The Securities and Exchange Commission may bring fraud charges against Harbinger Capital Management founder Philip Falcone and two other executives at the hedge fund.
Falcone, Omar Asali and Robin Roger have received Wells notices from the SEC, Harbinger said today. The regulator sends such notices when it is considering an enforcement action.
In Harbinger's case, the SEC is probing several matters, among them possible manipulative debt trading from 2006 through 2008, when Harbinger made a mint betting against subprime mortgages. The New York-based hedge fund had disclosed the investigation in April, but gave no indication a lawsuit was possible.
Much of Harbinger's debt trading at the time was in deals structured by Deutsche Bank. Harbinger gave no indication which trades might have it in trouble.
The SEC is also looking at a controversial $113 million loan Falcone took from his hedge funds to pay a tax bill. Falcone has since repaid that loan—earning his hedge funds a profit, he said.

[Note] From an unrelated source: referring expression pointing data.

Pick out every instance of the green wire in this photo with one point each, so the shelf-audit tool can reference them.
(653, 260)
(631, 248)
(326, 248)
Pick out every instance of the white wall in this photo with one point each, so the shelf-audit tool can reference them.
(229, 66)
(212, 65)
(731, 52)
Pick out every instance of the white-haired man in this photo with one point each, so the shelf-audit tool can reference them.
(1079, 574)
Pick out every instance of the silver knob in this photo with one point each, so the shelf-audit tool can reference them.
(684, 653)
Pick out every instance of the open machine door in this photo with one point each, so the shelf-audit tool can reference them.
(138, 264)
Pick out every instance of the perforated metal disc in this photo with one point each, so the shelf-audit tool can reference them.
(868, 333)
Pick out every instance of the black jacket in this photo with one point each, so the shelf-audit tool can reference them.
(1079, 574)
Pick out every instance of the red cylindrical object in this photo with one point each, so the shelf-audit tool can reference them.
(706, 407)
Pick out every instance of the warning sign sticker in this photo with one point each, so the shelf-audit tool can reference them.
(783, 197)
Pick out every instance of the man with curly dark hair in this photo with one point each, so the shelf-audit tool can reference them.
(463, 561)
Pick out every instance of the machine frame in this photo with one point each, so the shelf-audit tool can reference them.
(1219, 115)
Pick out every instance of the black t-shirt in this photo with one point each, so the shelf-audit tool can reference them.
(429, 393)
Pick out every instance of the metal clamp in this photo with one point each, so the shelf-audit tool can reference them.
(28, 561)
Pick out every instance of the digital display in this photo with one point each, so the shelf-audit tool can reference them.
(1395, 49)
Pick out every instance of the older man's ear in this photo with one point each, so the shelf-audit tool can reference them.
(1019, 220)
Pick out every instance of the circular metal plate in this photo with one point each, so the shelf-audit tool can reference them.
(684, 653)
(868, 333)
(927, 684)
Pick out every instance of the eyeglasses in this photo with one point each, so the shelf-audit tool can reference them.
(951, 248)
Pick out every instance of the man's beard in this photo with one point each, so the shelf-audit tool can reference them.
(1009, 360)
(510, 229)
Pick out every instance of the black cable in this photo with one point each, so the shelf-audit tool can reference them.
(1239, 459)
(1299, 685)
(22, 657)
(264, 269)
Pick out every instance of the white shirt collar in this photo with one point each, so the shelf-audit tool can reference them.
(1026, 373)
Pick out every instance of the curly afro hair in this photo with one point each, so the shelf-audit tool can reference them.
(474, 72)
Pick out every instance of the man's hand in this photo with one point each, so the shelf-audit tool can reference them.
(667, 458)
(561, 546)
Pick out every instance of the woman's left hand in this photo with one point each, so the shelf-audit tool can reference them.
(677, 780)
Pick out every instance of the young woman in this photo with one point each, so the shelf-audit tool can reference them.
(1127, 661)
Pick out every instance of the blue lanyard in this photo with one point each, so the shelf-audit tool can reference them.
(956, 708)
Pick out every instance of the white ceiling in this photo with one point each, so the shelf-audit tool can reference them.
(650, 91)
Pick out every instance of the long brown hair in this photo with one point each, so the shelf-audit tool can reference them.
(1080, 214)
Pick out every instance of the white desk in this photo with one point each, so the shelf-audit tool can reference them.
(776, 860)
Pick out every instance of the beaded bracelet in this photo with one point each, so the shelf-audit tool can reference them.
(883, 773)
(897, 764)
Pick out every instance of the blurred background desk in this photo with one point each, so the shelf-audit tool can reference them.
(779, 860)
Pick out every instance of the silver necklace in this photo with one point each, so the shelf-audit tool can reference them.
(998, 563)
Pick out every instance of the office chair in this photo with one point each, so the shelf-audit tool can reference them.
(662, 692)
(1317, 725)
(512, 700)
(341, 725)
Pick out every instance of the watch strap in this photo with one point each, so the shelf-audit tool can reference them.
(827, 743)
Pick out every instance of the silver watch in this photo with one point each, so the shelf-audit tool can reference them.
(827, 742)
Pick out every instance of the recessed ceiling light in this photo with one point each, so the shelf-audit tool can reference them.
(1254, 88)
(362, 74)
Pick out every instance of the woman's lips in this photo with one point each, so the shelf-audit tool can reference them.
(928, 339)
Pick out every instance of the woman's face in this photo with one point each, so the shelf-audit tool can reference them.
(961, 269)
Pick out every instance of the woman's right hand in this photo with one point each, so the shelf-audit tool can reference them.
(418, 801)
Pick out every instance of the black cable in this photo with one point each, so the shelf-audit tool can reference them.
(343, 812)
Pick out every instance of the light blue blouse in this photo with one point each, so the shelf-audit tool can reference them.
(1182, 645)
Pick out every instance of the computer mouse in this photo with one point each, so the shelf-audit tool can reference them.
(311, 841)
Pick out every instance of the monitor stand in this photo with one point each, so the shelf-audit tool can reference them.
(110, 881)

Harbinger, which manages $5.7 billion, offered little in its statement, merely saying that the SEC is "alleging violations of the federal securities laws’ anti-fraud provisions in connection with matters previously disclosed and an additional matter regarding the circumstances and disclosure related to agreements with certain fund investors" and that it is "disappointed" by the Wells notices.
"If the SEC decides to bring an enforcement action, HCP and its affiliates intend to vigorously defend against it," the firm said.
The Wells notices could not have come at a worse time for Harbinger, which is battling for approval of its LightSquared wireless Internet venture. The hedge fund has poured some $3 billion into the company, which has run into opposition from global positioning system users and from congressional Republicans, who believe LightSquared may have received preferential treatment from the White House.
They also culminate a difficult few years for Falcone. In addition to the controversial loan two years ago, he's taken two other high-profile loans, a $22.5 million mortgage on his Manhattan mansion and another in which he pledged part of his impressive art collection as collateral. In September, he and his wife were rapped for failing to pay their city real-estate tax bill. On the professional front, Falcone has also dealt with uproars over redemption restrictions and his creation of a permanent capital vehicle.
This week, Harbinger announced it would suspend redemptions from its Credit Distressed BlueLine Fund, which will be liquidated next year.